Prison is applied science, where little or nothing happens by accident or through an oversight. For example, controlling and blocking mail and conversations at pleasure; transferring prisoners unexpectedly; maniacally searching them, their cells, their visitors; changing their approved status from one day to the next; the thousands of forms to compile for everything; the despotism of the last word of the guard—well—this is a precise, studied method aimed at breaking down the strength of individuals, at the continuous and scientific humiliation of their dignity.
In every prison in the world, none excluded, prisoners are isolated, tortured, moved to suicide, allowed to die and directly murdered by their jailers.
And this is not an oversight or an excess at all; this is a method.
Of course, there are prisons that “are worse” and prisons that “are not so bad”. But this narrow range of shading from black to dark gray is only further extortion, an ability to threaten prisoners with the worst, so that they become their own controllers.
Prison is a science; claiming to be able to “reform” it, to eliminate “the abuse” and the violence, to make it more livable is science fiction.
To put it more clearly, this claim is a lie.
And it is a lie for at least two reasons.
The first is that prison is naked and rationalized violence, and it is state violence.
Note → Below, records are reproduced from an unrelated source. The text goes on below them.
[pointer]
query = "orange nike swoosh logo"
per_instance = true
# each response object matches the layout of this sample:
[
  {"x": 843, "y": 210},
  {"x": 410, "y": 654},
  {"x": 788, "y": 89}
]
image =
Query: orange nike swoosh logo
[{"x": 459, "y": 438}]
The second reason is that this existence cannot do without the constant threat of imprisonment.
Furthermore, those responsible for the existence of prisons are certainly not the ones locked up inside them; those responsible are the same people to whom we are indebted for oppression, exploitation, imposed extortion outside of prison as well, and they are the only ones to benefit from it. Now, after the beating of prisoners by guards at Sassari, an old script has been put back on stage and magistrates, journalists, members of parliament, priests with or without cassocks, all scoundrels pledged to the daily maintenance of the existent and therefore of prison, are anxious to support the unsupportable, that is to say, that the deeds at Sassari were an excess—perhaps a little questionable—but understandable, all things considered.
Meanwhile, toward the end of May, a man and a woman, imprisoned respectively at Regina Coeli and Ragusa, died in jail.
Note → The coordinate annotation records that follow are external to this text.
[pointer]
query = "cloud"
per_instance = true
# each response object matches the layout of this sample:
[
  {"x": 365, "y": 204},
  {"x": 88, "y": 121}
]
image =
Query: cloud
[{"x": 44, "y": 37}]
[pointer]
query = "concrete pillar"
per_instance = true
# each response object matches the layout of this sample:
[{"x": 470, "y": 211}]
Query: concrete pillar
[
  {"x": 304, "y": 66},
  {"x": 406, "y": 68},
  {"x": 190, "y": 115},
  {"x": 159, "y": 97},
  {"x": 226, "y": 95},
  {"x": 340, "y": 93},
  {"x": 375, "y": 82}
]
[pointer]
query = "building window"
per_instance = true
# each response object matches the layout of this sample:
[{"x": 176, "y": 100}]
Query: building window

At this time, after a normal massacre, the jailers, the day laborers of oppression, arrogantly sought praise, approbation, a raise in pay and obtained the promise of thousands of new cops, accomplices for more efficient “service operations”. What’s more, they were put forward as the real victims of prison.
But no confusion whatever is possible between those who lock up and those who are locked up, just as on the outside it is not possible to confuse those who oppress with those who are oppressed.
And then, let’s say it, the vast majority of those who are inside were, were “free” exploited outside: the law and prison, like exploitation, are arms of class domination and this world is, in fact, one gigantic prison.
It is with the rebellion of every single prisoner, here and everywhere, the struggles of prisoners […throughout Italy and Spain,…throughout the world…] for the closure of the special modules of extermination, that we unite ourselves in order to put an end to the prisons, in order to put an end to the present existence.